The Netherlands, one win away from their second successive World Cup final, take on the South Americans in Sao Paulo in the second semi-final after hosts Brazil meet Germany in Belo Horizonte on Tuesday.
“I don’t think there is a favorite,” Van Gaal told reporters on Tuesday at Corinthians arena.
“I think in the semi-finals the countries are the same level. The results have been like that in the quarter-finals and the round of 16.”
The Netherlands had few problems progressing from Group B, thumping champions Spain 5-1, edging Australia 3-2 and beating Chile 2-0.
Since then, however, their passage to the last four has been less serene. They came from a goal down to beat Mexico with a last-ditch penalty from substitute Klaas-Jan Huntelaar and only overcoming Costa Rica 4-3 in a penalty shootout.
“I would say it’s going to be a 50-50 match and we have to be a bit lucky. The coin has to face your way, as we say in Dutch,” added Van Gaal, speaking through a translator.
Asked about the importance of Lionel Messi to Argentina’s chances, Van Gaal said the match was about the opposing team rather than one individual.
But he did concede that the forward, who has been in scintillating form at this World Cup, needed to be stopped.
“If you score so many goals you do have an added value,” the coach said of Messi, who has scored four times in Brazil and is determined to put past failures with the national team behind him.
“At the most important stage he can always pull it off,” Van Gaal added.

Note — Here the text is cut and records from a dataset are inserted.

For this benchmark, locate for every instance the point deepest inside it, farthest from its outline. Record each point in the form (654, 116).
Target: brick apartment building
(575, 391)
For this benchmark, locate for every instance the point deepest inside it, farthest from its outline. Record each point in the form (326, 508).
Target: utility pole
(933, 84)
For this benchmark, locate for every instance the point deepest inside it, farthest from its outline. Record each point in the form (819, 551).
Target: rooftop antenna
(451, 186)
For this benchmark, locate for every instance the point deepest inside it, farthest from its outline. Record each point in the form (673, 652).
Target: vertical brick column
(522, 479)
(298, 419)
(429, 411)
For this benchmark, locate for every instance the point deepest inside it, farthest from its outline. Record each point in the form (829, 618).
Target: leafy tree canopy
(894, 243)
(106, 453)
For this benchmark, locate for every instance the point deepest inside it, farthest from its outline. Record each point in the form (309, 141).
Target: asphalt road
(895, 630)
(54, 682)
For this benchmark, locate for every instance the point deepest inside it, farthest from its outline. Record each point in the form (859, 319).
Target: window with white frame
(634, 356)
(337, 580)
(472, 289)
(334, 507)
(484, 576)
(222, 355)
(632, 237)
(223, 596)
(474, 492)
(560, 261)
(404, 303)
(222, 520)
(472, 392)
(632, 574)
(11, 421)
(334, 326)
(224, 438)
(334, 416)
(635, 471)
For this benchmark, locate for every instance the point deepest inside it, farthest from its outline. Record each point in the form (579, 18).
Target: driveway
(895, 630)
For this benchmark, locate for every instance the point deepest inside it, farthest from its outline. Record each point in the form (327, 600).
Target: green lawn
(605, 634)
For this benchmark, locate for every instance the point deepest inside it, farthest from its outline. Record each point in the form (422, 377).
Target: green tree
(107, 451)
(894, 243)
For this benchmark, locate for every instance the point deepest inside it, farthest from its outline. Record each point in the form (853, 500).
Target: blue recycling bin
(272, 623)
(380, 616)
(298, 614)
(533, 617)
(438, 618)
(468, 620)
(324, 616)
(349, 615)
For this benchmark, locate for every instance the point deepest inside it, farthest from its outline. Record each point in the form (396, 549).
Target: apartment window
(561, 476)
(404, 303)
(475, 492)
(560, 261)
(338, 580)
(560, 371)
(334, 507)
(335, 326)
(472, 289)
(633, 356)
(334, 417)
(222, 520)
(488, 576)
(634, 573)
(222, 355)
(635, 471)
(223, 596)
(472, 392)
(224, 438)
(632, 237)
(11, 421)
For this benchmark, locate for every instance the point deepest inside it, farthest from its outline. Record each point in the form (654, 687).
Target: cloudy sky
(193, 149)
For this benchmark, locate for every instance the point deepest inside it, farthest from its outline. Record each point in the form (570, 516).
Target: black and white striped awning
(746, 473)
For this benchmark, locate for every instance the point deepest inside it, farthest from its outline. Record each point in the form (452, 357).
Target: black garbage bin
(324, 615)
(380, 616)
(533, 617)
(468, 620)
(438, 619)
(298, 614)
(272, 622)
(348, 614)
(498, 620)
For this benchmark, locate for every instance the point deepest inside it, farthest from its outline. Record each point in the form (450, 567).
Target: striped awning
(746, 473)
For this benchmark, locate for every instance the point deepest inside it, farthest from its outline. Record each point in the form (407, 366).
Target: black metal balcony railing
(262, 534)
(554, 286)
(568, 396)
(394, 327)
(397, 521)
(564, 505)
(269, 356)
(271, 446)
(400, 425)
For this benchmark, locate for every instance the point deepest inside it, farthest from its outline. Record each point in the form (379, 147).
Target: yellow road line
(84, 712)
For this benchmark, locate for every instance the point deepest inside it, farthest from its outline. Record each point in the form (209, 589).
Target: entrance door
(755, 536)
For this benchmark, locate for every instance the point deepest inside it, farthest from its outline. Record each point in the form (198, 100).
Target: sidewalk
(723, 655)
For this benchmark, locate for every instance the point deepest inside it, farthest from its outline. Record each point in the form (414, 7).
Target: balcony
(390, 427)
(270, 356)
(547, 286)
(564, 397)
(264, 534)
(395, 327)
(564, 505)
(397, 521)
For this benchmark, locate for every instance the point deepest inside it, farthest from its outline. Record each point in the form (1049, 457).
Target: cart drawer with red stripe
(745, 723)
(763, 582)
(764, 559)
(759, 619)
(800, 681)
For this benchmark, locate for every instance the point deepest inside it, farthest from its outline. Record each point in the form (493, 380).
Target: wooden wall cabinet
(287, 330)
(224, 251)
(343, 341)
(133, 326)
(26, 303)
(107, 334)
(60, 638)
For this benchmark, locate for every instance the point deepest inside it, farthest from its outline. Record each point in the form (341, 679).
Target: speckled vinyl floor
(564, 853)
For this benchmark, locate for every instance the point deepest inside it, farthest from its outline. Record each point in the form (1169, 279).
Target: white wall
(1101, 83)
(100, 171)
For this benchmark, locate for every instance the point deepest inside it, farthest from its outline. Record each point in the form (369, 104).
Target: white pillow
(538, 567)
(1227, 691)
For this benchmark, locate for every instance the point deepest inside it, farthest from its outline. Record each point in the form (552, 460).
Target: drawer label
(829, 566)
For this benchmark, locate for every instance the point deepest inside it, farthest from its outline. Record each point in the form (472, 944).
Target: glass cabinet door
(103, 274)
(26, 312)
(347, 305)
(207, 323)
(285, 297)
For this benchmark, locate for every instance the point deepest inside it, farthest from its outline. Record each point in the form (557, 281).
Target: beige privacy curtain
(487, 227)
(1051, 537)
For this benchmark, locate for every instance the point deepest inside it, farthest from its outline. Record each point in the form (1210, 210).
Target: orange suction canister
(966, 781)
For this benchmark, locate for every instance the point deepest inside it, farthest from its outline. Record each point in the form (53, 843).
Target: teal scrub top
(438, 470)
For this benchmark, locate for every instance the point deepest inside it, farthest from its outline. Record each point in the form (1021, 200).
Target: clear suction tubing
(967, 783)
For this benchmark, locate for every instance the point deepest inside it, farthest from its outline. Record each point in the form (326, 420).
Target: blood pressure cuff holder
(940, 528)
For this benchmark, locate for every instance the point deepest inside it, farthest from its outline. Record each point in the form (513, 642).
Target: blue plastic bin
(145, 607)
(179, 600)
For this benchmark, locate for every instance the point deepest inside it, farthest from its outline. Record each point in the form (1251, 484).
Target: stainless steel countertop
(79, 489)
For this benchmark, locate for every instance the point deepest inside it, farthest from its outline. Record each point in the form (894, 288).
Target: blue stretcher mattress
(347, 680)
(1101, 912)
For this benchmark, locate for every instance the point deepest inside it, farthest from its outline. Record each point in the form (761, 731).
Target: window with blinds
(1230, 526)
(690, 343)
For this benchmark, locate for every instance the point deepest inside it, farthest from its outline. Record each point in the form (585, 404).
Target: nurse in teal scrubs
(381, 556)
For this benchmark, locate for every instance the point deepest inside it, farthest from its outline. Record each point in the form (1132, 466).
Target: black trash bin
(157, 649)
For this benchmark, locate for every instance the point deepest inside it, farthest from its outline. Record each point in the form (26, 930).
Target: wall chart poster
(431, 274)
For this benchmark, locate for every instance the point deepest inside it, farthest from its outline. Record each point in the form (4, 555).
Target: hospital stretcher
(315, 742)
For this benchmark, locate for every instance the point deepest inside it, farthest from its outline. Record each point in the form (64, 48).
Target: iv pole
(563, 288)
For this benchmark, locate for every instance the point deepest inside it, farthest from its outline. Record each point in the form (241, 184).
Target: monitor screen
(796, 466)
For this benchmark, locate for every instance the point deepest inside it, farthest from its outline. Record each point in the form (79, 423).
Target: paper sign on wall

“In principle, he’s always found it rather difficult to show that at a national level and he wants to change that in this tournament, and we want to stop him from doing that. So that’s going to be quite a challenge.”
Van Gaal, for whom the semi-final could be his last game in charge of the Netherlands before he moves to Manchester United, declined to comment on how the match might play out.
A reporter asked whether it was likely that Argentina would enjoy most of the possession while the Netherlands would look to hit them on the break.
“I‘m not familiar with the lineup of Argentina,” Van Gaal said..
“There are a number of question marks there as well, and they have used different formations at this World Cup. I can’t tell fortunes, so I’ll have to wait and see how they will play first ... and then I will know how to proceed myself.”